From Qualification to Practice

Completing a course like IOSH Managing Safely is an important step — but the real test is what happens afterwards. Putting the training into practice day to day is what actually keeps people safe, and it's where many organisations fall short, even with well-qualified managers on the team.

Turning Training Into Routine

UK health and safety law doesn't just ask whether your managers are trained — it asks whether health and safety is actually being managed. That means:

  • Embedding risk assessment into planning — not just completing it once, but referring back to it when work changes
  • Walking the floor — regular, visible checks build a culture where staff know health and safety is taken seriously, not just written down
  • Acting on what you find — identifying a hazard is only useful if it's followed by action and a record of what was done
  • Following up after incidents — even near misses are valuable opportunities to prevent something more serious

Leading by Example

Employees take their cues from how managers behave, not just what policies say. A manager who consistently follows safe systems of work — wearing the right PPE, using equipment correctly, raising concerns openly — sets the tone for the whole team. Conversely, even the best-written policy will be ignored if managers are seen cutting corners.

Delegation Doesn't Remove Accountability

Business owners can delegate health and safety responsibilities to managers and supervisors, but the underlying legal duty under the Health and Safety at Work etc. Act 1974 remains with the employer. This means it's worth periodically checking that delegated responsibilities are genuinely being carried out — not just assumed to be happening because someone was once sent on a course.

Frequently Asked Questions

Is completing IOSH Managing Safely enough on its own?
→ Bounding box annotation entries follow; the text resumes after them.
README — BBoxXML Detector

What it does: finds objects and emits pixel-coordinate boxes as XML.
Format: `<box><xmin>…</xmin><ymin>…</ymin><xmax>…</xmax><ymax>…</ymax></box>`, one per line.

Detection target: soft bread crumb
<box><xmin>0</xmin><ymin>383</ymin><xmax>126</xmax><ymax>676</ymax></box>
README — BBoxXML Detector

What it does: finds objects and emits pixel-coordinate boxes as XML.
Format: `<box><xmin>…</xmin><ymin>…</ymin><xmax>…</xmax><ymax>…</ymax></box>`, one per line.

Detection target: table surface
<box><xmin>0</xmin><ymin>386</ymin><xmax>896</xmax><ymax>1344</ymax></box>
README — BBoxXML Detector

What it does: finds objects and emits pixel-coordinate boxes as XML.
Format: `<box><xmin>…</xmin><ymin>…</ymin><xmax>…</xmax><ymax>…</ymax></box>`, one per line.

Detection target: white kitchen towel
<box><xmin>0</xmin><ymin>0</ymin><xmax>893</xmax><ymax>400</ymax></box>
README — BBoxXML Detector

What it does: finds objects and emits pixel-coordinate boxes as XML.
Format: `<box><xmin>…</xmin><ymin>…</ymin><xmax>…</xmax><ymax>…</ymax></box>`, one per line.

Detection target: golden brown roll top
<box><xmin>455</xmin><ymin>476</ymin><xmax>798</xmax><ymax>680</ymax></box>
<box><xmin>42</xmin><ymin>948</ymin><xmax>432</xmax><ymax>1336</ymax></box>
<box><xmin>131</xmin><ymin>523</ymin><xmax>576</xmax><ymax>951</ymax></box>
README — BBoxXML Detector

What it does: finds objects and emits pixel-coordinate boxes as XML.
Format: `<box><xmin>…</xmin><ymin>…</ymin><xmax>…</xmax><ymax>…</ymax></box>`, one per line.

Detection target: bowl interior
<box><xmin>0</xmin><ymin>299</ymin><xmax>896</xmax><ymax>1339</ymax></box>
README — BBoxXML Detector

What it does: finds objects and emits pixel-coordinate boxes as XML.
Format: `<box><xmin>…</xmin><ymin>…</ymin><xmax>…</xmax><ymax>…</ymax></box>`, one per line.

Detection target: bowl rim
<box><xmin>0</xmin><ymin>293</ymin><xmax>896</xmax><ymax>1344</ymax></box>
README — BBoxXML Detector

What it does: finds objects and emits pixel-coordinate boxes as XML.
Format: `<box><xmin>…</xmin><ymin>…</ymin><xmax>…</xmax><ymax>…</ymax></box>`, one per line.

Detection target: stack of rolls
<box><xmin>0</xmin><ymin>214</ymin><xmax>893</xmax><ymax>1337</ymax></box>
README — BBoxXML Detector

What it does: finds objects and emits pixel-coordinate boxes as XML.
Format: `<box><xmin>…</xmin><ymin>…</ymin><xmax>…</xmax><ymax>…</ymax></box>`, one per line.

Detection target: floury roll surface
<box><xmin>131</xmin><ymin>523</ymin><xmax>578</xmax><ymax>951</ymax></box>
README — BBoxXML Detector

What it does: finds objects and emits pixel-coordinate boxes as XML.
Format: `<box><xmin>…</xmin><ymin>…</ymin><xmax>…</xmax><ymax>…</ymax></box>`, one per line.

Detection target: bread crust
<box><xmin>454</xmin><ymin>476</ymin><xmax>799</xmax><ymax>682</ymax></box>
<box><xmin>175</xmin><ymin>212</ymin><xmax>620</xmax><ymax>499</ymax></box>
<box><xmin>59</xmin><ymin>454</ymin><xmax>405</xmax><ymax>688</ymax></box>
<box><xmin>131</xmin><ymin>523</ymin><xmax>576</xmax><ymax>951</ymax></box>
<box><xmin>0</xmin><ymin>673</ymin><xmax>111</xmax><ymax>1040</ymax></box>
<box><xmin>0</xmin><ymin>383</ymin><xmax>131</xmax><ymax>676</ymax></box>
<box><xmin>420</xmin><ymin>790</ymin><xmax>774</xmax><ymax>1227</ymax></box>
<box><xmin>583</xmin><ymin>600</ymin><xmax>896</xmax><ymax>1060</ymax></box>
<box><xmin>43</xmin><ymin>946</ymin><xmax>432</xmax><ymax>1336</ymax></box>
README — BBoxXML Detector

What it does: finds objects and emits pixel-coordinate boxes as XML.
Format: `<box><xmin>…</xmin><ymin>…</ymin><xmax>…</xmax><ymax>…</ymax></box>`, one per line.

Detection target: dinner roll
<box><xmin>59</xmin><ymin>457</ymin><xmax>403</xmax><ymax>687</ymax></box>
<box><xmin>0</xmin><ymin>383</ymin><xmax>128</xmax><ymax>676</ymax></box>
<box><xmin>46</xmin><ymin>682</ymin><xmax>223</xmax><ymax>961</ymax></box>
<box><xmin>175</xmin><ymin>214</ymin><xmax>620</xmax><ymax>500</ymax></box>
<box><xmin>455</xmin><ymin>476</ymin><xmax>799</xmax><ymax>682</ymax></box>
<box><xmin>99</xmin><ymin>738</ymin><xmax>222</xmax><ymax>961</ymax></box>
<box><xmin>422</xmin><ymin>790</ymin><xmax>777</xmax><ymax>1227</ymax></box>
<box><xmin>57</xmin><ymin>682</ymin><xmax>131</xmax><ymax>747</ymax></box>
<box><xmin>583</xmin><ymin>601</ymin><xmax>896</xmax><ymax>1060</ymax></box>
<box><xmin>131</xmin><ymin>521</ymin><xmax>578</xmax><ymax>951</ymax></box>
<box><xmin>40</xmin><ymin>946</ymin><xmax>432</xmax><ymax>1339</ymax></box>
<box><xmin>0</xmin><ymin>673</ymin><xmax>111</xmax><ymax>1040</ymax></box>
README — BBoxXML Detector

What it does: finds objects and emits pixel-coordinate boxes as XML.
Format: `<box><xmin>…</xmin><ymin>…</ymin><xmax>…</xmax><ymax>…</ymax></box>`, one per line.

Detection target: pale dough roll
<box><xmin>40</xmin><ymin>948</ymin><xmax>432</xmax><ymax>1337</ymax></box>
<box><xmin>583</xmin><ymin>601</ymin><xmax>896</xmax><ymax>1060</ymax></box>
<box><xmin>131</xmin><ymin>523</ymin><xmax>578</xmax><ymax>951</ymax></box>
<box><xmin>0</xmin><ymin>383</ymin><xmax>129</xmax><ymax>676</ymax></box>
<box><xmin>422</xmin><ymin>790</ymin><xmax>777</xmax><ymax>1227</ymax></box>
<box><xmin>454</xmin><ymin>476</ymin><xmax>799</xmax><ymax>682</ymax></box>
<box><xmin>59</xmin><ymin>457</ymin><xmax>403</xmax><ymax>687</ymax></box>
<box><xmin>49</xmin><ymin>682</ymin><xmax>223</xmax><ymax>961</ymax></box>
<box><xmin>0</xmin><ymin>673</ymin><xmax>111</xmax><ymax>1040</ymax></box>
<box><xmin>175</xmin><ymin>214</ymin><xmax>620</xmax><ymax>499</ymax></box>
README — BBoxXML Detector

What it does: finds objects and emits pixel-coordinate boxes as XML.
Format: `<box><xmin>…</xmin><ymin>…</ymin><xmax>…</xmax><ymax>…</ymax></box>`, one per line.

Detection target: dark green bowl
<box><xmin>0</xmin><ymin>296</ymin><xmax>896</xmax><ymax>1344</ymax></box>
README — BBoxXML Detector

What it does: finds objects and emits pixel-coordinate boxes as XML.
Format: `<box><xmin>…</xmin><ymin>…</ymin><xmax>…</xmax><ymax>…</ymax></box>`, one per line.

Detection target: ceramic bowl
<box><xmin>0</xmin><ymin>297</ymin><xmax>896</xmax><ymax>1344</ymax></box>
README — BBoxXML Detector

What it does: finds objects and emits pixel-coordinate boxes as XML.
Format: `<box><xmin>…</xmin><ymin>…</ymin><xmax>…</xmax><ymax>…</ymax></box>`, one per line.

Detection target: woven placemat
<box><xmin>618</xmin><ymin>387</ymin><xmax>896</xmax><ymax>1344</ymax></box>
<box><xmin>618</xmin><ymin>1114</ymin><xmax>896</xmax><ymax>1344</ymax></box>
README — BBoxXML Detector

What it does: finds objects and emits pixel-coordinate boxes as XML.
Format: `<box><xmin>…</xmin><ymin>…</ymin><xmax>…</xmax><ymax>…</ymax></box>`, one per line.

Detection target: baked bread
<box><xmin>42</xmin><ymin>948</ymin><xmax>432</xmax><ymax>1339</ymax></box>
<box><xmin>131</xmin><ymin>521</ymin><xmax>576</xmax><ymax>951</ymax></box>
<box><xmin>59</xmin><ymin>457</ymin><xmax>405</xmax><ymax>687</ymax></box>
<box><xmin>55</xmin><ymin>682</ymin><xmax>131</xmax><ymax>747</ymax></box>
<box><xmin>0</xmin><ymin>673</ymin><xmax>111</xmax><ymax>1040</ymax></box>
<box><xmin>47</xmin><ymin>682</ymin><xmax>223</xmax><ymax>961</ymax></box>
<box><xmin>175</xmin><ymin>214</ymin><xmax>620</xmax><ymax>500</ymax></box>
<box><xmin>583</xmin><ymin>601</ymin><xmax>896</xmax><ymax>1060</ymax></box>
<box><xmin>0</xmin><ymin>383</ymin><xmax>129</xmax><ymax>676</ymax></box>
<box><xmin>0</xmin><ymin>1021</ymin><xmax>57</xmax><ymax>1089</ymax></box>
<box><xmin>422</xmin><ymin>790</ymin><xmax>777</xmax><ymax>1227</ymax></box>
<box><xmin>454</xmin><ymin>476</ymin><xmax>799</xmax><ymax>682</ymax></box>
It's an excellent foundation, but ongoing application matters just as much — regular risk assessment reviews, visible management presence, and following up on issues raised are what turn training into a genuinely safer workplace.

How can business owners check delegated health and safety duties are being met?

Periodic audits, spot checks, and reviewing records such as risk assessments, incident reports and training certificates all help confirm that delegated responsibilities are being carried out effectively.

What's the value of management visibility on health and safety?

When managers are visibly engaged — conducting walk-rounds, acting on concerns, following procedures themselves — it reinforces that health and safety is a genuine priority, not just paperwork.